Major Thomson paused. There was a queer twisted smile at the corners of his lips.

"If not," he concluded, "there is one more little note to add in this book and the account will be full. You know now the terms, Captain Granet, on which you can go to the Front. I will give you ten days to consider."

"If I accept an offer like this," Granet protested, "I shall be pleading guilty to all the rubbish you have talked."

"If it weren't for the fact," Major Thomson told him sternly, "that you have worn his Majesty's uniform, that you are a soldier, and that the horror of it would bring pain to every man who has shared with you that privilege, I have quite enough evidence here to bring your career to a disgraceful end.
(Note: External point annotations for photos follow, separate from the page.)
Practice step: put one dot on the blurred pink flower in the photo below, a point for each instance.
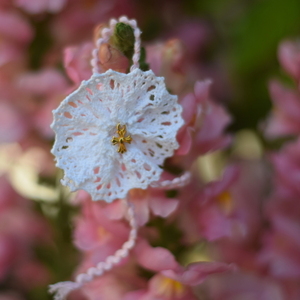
(286, 165)
(289, 57)
(40, 6)
(171, 281)
(12, 124)
(205, 122)
(284, 119)
(14, 27)
(152, 201)
(240, 285)
(97, 232)
(77, 62)
(281, 245)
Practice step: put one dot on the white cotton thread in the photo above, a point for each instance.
(106, 33)
(62, 289)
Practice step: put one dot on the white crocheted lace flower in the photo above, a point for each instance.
(114, 132)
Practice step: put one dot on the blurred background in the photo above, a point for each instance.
(44, 54)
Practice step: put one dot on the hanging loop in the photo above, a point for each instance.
(107, 32)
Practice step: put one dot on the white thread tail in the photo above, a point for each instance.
(62, 289)
(108, 32)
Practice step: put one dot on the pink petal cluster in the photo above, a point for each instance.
(234, 237)
(284, 119)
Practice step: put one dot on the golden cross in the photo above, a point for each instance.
(122, 139)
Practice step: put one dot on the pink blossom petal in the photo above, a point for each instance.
(15, 27)
(77, 62)
(155, 259)
(202, 90)
(185, 141)
(188, 104)
(289, 57)
(162, 206)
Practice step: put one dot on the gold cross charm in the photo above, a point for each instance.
(122, 139)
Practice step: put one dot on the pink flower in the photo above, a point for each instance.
(98, 233)
(151, 201)
(241, 285)
(40, 6)
(77, 62)
(289, 57)
(12, 125)
(230, 207)
(14, 28)
(284, 120)
(281, 245)
(286, 164)
(171, 281)
(204, 123)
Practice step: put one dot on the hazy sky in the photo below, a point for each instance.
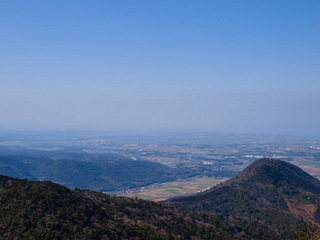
(233, 65)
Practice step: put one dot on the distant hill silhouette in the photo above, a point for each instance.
(270, 199)
(274, 192)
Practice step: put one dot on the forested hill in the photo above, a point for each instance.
(45, 210)
(107, 174)
(271, 191)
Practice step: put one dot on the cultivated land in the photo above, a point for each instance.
(173, 189)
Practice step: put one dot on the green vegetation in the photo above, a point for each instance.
(44, 210)
(271, 191)
(99, 175)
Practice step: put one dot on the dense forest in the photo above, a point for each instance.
(274, 192)
(101, 173)
(44, 210)
(270, 199)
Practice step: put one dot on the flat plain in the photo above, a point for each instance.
(171, 189)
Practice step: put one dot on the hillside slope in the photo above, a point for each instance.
(99, 175)
(44, 210)
(271, 191)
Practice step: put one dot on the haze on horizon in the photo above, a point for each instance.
(251, 65)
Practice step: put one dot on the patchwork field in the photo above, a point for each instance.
(172, 189)
(311, 167)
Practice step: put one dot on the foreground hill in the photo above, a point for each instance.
(274, 192)
(98, 172)
(45, 210)
(99, 175)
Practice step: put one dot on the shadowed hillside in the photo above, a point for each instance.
(44, 210)
(271, 191)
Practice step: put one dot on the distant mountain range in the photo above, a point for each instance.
(104, 174)
(270, 199)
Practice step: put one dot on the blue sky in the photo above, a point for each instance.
(231, 65)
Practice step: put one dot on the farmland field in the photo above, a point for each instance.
(172, 189)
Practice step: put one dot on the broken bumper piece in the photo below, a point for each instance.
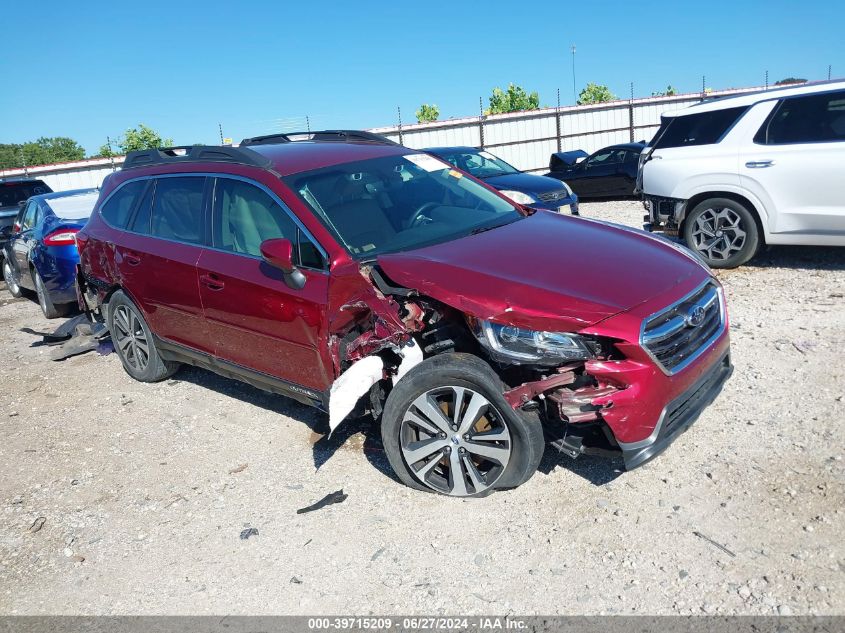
(678, 415)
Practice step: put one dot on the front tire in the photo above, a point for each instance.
(11, 283)
(722, 232)
(447, 428)
(134, 342)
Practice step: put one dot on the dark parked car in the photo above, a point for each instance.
(365, 275)
(13, 192)
(41, 254)
(528, 189)
(608, 173)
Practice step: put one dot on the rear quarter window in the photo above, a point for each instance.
(818, 118)
(704, 128)
(118, 207)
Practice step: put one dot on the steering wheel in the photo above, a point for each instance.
(419, 217)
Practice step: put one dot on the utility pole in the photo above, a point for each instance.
(111, 154)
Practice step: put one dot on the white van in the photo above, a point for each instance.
(731, 174)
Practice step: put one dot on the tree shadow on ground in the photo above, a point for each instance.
(800, 258)
(597, 470)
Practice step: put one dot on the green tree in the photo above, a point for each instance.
(141, 137)
(515, 99)
(595, 93)
(790, 80)
(43, 151)
(427, 113)
(669, 92)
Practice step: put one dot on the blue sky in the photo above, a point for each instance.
(91, 69)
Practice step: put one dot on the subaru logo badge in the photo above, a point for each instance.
(695, 317)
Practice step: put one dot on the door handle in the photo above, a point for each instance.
(132, 260)
(758, 164)
(212, 282)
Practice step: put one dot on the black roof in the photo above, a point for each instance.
(334, 136)
(455, 148)
(194, 154)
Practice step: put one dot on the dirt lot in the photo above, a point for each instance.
(145, 490)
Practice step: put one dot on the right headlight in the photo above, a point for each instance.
(521, 345)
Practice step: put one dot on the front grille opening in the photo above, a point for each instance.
(680, 333)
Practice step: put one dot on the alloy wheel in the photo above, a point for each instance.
(9, 278)
(718, 234)
(455, 441)
(130, 338)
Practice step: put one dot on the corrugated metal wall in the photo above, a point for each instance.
(64, 176)
(527, 139)
(524, 139)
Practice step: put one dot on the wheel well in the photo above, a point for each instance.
(700, 197)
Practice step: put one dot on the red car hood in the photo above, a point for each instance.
(547, 271)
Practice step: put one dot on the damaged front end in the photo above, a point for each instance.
(390, 329)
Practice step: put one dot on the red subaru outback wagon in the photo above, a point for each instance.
(354, 274)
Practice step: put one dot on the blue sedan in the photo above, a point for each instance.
(527, 189)
(41, 253)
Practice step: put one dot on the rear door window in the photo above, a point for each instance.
(177, 209)
(118, 207)
(818, 118)
(704, 128)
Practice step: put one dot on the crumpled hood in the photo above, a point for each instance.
(529, 183)
(546, 271)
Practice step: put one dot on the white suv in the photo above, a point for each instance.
(731, 174)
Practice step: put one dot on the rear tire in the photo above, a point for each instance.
(722, 232)
(134, 342)
(449, 419)
(11, 283)
(50, 310)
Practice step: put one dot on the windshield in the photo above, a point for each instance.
(399, 203)
(76, 207)
(11, 193)
(479, 163)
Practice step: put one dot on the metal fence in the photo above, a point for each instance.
(527, 139)
(524, 139)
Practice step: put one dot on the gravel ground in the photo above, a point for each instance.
(145, 490)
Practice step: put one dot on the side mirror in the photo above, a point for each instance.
(279, 254)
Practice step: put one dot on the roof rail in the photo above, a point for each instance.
(194, 154)
(334, 136)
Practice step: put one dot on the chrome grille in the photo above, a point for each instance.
(676, 336)
(551, 196)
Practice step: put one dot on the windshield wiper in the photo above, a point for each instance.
(481, 229)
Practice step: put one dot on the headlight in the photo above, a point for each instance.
(518, 197)
(520, 345)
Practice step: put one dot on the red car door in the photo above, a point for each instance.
(256, 320)
(157, 258)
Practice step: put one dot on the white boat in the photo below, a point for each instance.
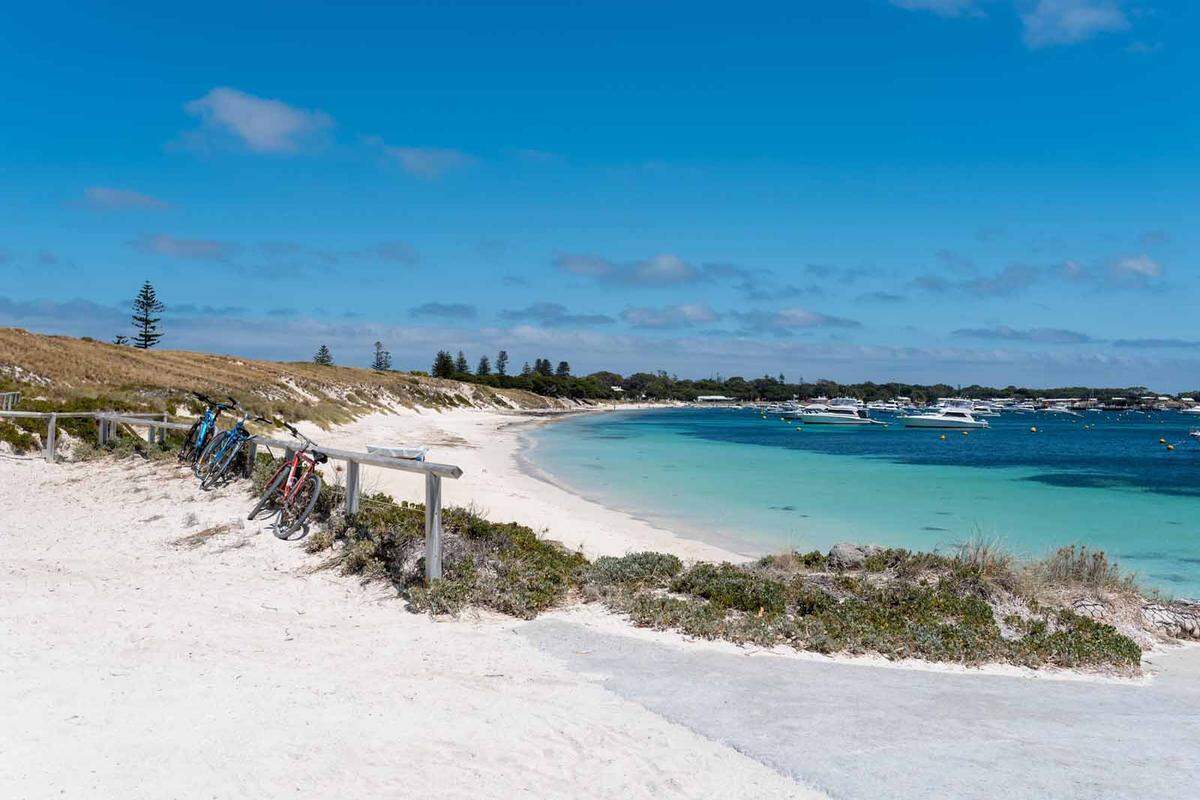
(945, 417)
(837, 413)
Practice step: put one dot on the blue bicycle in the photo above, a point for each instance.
(226, 452)
(202, 431)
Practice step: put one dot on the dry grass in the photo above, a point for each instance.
(1079, 569)
(61, 368)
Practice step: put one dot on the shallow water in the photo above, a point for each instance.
(757, 486)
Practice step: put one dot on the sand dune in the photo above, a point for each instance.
(136, 665)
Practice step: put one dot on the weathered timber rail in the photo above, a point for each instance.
(159, 423)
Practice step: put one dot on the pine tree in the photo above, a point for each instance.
(443, 365)
(145, 306)
(383, 359)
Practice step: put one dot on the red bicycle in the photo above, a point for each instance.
(293, 491)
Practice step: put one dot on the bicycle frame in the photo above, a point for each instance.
(299, 467)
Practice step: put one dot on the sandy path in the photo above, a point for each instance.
(864, 732)
(485, 445)
(133, 667)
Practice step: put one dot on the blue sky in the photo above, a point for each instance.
(996, 191)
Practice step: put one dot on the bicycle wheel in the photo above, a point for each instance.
(295, 511)
(270, 494)
(220, 464)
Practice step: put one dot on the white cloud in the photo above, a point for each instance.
(205, 250)
(1068, 22)
(1143, 266)
(263, 125)
(107, 198)
(682, 316)
(942, 7)
(424, 162)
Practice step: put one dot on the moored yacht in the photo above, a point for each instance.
(945, 417)
(839, 411)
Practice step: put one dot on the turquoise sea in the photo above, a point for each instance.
(760, 485)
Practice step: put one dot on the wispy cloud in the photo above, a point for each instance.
(1158, 344)
(552, 314)
(942, 7)
(1048, 23)
(664, 270)
(881, 296)
(445, 311)
(1035, 335)
(1044, 23)
(670, 317)
(203, 250)
(789, 320)
(259, 124)
(1138, 266)
(105, 198)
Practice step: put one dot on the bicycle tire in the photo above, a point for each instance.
(295, 512)
(269, 493)
(217, 471)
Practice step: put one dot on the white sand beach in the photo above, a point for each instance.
(135, 666)
(486, 445)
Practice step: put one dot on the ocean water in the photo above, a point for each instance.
(756, 486)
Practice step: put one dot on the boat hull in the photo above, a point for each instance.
(949, 425)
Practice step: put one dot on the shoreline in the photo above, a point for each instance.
(739, 551)
(487, 445)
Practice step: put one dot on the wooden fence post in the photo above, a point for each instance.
(353, 486)
(52, 431)
(432, 527)
(251, 457)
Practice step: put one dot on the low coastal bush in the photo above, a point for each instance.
(502, 566)
(963, 608)
(22, 441)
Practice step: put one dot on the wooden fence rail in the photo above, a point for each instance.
(159, 423)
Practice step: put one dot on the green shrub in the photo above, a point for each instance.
(730, 587)
(635, 567)
(22, 441)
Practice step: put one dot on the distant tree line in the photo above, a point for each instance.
(543, 377)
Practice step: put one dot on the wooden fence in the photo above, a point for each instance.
(157, 425)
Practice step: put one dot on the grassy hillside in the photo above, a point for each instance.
(60, 370)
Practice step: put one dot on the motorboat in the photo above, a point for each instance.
(838, 411)
(945, 417)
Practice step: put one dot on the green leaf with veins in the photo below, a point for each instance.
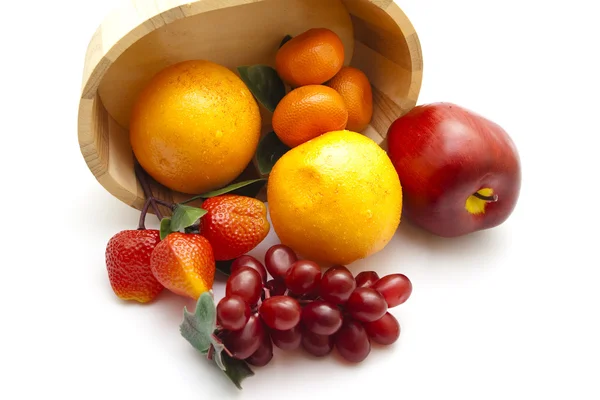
(198, 327)
(165, 227)
(185, 216)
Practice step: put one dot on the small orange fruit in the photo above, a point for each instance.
(355, 88)
(234, 225)
(184, 264)
(307, 112)
(311, 58)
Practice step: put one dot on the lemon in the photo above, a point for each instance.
(336, 198)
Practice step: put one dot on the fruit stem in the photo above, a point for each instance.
(489, 199)
(141, 175)
(165, 203)
(142, 223)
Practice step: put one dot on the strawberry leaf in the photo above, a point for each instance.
(198, 327)
(270, 149)
(165, 227)
(264, 83)
(227, 189)
(185, 216)
(236, 370)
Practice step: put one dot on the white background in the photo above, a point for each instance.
(510, 313)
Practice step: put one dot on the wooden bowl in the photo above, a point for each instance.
(142, 37)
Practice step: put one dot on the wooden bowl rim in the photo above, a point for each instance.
(100, 56)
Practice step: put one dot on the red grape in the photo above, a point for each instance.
(303, 277)
(317, 345)
(322, 318)
(264, 354)
(279, 259)
(287, 340)
(251, 262)
(366, 304)
(352, 341)
(246, 283)
(395, 288)
(244, 342)
(276, 287)
(385, 330)
(337, 285)
(366, 279)
(233, 312)
(280, 312)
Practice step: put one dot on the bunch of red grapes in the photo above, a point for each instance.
(301, 307)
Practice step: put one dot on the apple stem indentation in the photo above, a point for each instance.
(490, 199)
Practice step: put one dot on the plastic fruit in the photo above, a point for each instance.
(385, 330)
(352, 341)
(337, 285)
(234, 225)
(303, 277)
(246, 283)
(460, 172)
(287, 340)
(128, 265)
(307, 112)
(249, 261)
(322, 318)
(279, 259)
(233, 312)
(366, 305)
(310, 58)
(395, 288)
(354, 87)
(244, 342)
(366, 279)
(318, 203)
(280, 312)
(184, 264)
(195, 126)
(317, 345)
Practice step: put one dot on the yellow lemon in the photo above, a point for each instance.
(195, 126)
(336, 198)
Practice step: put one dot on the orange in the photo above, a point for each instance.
(184, 264)
(234, 225)
(311, 58)
(307, 112)
(355, 88)
(335, 199)
(195, 126)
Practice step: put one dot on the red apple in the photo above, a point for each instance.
(460, 172)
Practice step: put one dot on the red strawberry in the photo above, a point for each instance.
(234, 225)
(128, 264)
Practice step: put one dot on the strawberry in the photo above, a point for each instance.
(128, 264)
(184, 264)
(234, 225)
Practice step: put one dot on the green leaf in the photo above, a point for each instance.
(264, 83)
(198, 328)
(270, 149)
(229, 189)
(185, 216)
(165, 227)
(236, 370)
(286, 39)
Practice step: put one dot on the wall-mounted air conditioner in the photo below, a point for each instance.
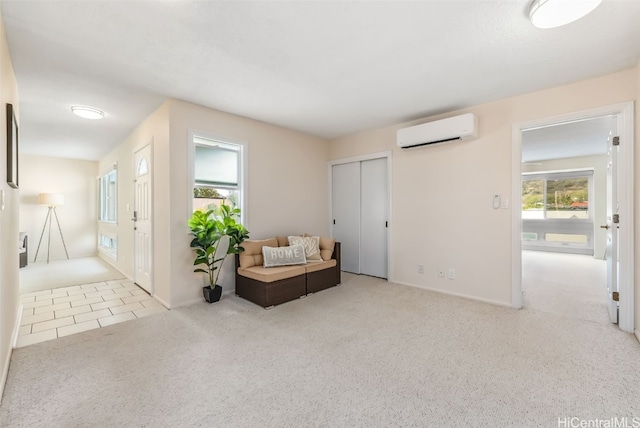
(463, 127)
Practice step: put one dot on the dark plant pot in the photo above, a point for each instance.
(212, 295)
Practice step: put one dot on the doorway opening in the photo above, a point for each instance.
(562, 175)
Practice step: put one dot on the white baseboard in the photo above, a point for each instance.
(462, 295)
(5, 372)
(7, 359)
(165, 304)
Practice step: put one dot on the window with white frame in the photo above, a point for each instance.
(557, 211)
(107, 197)
(217, 169)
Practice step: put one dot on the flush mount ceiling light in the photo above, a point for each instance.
(555, 13)
(87, 112)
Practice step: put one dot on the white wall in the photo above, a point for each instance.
(442, 213)
(637, 201)
(76, 179)
(9, 276)
(597, 201)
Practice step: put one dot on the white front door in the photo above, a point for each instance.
(613, 261)
(142, 219)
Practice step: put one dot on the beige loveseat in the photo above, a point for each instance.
(269, 286)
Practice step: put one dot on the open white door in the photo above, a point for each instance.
(142, 215)
(613, 263)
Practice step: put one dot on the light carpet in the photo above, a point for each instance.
(363, 354)
(569, 285)
(63, 273)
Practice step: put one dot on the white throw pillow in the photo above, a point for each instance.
(283, 256)
(311, 246)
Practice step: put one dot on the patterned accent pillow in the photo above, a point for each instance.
(283, 256)
(311, 246)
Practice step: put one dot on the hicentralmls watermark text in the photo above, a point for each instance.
(615, 422)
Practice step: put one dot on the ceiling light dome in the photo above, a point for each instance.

I give you your chance, not for your own sake but for the honour of the Army. What do you say?"

Granet picked up his hat.

"I'll think it over," he muttered.

He walked out of the room without any attempt at farewell, pushed his way along the corridors, down the steps and out into Whitehall. His face was distorted by a new expression. A sudden hatred of Thomson had blazed up in him. He was at bay, driven there by a relentless enemy, the man who had tracked him down, as he honestly believed, to some extent through jealousy. The thoughts framed themselves quickly in his mind. With unseeing eyes he walked across Trafalgar Square and made his way to his club in Pall Mall. Here he wrote a few lines to Isabel Worth, regretting that he was called out of town on military business for forty-eight hours. Afterwards he took a taxi and called at his rooms, walked restlessly up and down while Jarvis threw a few clothes into a bag, changed his own apparel for a rough tweed suit, and drove to Paddington. A few minutes later he took his place in the Cornish Express.